JEPSEN

P1 (Dirty Read)

Phenomenon P1, or Dirty Read, occurs when one transaction reads data from another in-progress transaction. Specifically, transaction Ti writes some version xi, and a different transaction Tj reads xi before Ti completes. Both Ti and Tj may commit or abort.

P1 is defined in terms of a total order of events, and makes implicit assumptions about time and state that may not hold true. For instance, if Ti aborts and then Tj begins, it is clearly bad if Tj reads xi. Real world systems do this all the time—for instance, if Tj reads from a cache or different replica. However, this is not P1! For this reason, Jepsen prefers G1a, G1b, and G1c.

Literature

Dirty Read comes from the ANSI SQL standard, which says:

P1 (“Dirty read”): SQL-transaction T1 modifies a row. SQL-transaction T2 then reads that row before T1 performs a COMMIT. If T1 then performs a ROLLBACK, T2 will have read a row that was never committed and that may thus be considered to have never existed.

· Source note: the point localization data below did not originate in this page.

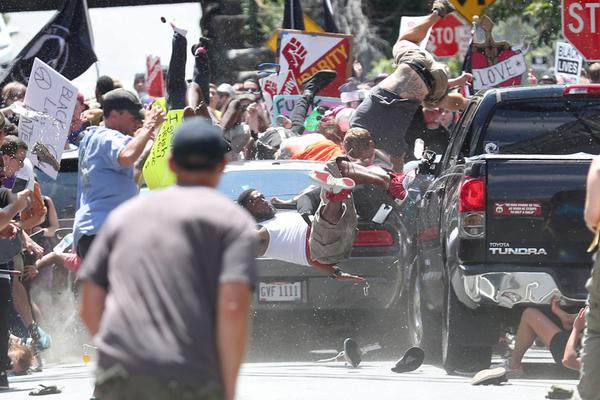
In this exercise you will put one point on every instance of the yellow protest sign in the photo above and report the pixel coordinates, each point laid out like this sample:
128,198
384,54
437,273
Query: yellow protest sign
471,8
309,26
156,168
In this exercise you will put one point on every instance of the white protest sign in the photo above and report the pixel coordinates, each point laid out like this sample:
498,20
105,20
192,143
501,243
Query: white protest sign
273,85
568,62
407,23
53,98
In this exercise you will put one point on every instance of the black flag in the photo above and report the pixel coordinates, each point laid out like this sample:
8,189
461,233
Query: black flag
330,25
293,17
64,43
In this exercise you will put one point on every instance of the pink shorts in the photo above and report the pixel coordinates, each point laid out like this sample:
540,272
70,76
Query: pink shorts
72,262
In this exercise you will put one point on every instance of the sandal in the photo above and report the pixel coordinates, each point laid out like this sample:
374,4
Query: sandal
43,390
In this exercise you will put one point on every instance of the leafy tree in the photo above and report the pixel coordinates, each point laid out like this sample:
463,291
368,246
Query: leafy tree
543,15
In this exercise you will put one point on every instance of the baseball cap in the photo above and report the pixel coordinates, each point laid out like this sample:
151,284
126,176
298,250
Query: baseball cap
121,99
226,88
198,144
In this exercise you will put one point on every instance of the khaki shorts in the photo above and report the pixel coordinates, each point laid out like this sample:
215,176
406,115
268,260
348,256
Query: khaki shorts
589,384
332,243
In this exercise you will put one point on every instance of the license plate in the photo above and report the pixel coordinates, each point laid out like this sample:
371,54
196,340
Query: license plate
280,292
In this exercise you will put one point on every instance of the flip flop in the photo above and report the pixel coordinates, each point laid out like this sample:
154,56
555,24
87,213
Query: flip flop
411,360
43,390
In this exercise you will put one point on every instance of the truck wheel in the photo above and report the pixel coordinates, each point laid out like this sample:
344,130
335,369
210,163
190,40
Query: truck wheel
456,321
424,326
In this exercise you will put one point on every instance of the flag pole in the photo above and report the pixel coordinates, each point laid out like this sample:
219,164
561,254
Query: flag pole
89,22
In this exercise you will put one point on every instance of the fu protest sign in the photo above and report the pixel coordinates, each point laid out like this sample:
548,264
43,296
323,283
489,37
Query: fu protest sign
305,53
50,100
284,105
156,168
568,62
283,83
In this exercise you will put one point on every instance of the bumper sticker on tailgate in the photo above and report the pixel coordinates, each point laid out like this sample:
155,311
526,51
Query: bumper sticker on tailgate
521,209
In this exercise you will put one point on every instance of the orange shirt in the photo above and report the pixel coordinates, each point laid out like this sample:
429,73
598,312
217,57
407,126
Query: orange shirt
323,150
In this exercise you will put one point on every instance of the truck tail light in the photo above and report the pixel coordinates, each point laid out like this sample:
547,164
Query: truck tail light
471,205
581,90
374,238
472,195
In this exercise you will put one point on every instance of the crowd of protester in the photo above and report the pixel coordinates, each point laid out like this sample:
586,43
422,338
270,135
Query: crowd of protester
369,139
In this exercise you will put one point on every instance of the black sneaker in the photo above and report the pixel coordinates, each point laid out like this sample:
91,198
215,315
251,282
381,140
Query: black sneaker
312,85
442,7
493,376
411,360
352,352
3,381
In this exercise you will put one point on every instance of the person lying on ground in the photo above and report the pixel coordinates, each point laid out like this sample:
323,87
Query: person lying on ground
328,239
555,335
418,80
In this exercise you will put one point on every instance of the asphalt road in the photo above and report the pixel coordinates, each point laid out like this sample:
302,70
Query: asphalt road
309,380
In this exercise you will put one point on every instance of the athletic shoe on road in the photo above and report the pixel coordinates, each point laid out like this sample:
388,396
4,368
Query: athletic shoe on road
411,360
331,184
511,373
492,376
352,352
313,84
442,7
3,381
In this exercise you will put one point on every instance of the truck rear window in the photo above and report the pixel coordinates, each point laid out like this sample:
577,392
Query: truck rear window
544,126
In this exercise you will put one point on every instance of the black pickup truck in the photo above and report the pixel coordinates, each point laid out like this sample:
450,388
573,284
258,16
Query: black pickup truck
500,222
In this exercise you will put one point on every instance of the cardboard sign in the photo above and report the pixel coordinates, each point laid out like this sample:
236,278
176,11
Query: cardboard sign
568,62
283,83
306,53
53,98
407,23
156,168
284,105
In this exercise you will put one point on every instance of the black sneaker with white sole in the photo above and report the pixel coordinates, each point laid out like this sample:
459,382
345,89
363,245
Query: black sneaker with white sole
352,352
3,381
492,376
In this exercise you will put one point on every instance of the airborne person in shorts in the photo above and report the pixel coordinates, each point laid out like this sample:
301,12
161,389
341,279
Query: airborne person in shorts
418,80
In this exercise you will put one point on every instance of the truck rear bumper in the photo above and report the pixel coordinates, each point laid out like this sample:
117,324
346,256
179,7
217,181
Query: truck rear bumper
507,289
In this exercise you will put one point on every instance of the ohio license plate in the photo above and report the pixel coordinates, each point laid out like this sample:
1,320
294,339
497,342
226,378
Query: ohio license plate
280,291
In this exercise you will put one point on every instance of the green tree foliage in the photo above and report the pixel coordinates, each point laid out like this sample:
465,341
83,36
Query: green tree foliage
542,15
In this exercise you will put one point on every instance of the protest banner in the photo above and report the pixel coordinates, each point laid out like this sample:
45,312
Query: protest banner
283,83
284,104
568,62
496,64
306,53
52,99
156,170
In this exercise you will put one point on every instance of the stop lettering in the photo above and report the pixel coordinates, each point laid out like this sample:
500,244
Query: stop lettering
447,37
581,26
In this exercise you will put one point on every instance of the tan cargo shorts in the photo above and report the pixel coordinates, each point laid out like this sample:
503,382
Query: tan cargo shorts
332,243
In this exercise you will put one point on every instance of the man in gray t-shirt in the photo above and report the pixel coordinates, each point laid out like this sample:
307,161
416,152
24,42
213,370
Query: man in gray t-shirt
167,283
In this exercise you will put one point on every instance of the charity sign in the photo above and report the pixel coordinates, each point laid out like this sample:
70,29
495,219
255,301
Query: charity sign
306,53
568,62
156,168
284,105
45,121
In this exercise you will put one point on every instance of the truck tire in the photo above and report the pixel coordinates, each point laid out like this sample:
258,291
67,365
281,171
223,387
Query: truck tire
459,323
424,325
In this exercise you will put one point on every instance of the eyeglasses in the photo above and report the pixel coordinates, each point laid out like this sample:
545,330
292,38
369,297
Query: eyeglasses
20,160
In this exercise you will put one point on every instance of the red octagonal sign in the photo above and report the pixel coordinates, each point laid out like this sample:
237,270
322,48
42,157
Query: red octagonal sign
449,37
581,26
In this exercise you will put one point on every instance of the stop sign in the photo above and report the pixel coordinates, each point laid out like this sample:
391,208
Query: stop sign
581,26
449,37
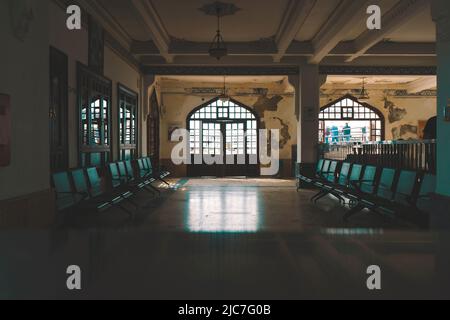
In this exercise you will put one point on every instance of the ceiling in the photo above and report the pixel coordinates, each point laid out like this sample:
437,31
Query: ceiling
257,19
270,31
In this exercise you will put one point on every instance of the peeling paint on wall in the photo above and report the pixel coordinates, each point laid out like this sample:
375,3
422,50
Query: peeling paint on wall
405,132
395,114
264,103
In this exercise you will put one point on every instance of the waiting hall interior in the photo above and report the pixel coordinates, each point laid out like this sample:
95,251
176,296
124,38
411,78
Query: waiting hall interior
232,149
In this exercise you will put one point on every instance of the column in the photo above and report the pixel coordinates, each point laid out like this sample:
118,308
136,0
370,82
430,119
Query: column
441,15
307,102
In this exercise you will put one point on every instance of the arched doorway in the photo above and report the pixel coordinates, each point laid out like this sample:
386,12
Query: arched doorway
227,130
349,120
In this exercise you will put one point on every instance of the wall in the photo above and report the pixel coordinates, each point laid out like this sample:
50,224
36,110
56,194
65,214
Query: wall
75,45
402,112
277,111
25,76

This description is famously ambiguous: is the final sentence meant to be an example, or required? In 1995 Berenson et al summarized the problems with ANSI SQL’s definitions and offered two possible interpretations of Dirty Read. The strict interpretation, A1, requires that writer abort and the reader commit. The broad interpretation, P1, includes any combination of commits and aborts.

  • P1: w1[x] … r2[x] … ((c1 or a1) and (c2 or a2) in any order)
  • A1: w1[x] … r2[x] … (a1 and c2 in any order)

Both A1 and P1 prevent aborted read, but P1 goes further. For example, it prevents G1b (Intermediate Read), where Tj reads a non-final version written by some committed Ti. Likewise, P1 prevents some types of G1c (Circular Information Flow) which A1 allows, since concurrent transactions can never observe each other’s writes.

As of 2024 the ANSI standard’s definition of isolation levels is unchanged. Whether or not ANSI Read Committed prevents G1b and G1c is still unclear. In general, Jepsen prefers Berenson’s P1.

See Also

Adya’s G1a, G1b, and G1c capture “what we think the standard meant to say” in three more general, precise phenomena. The Adya formalism relies on dataflow, rather than assuming a single database state with real-time order. P1 is also arguably broader than necessary: it still occurs even if both writer and reader abort. G1, by contrast, occurs only if the reader commits.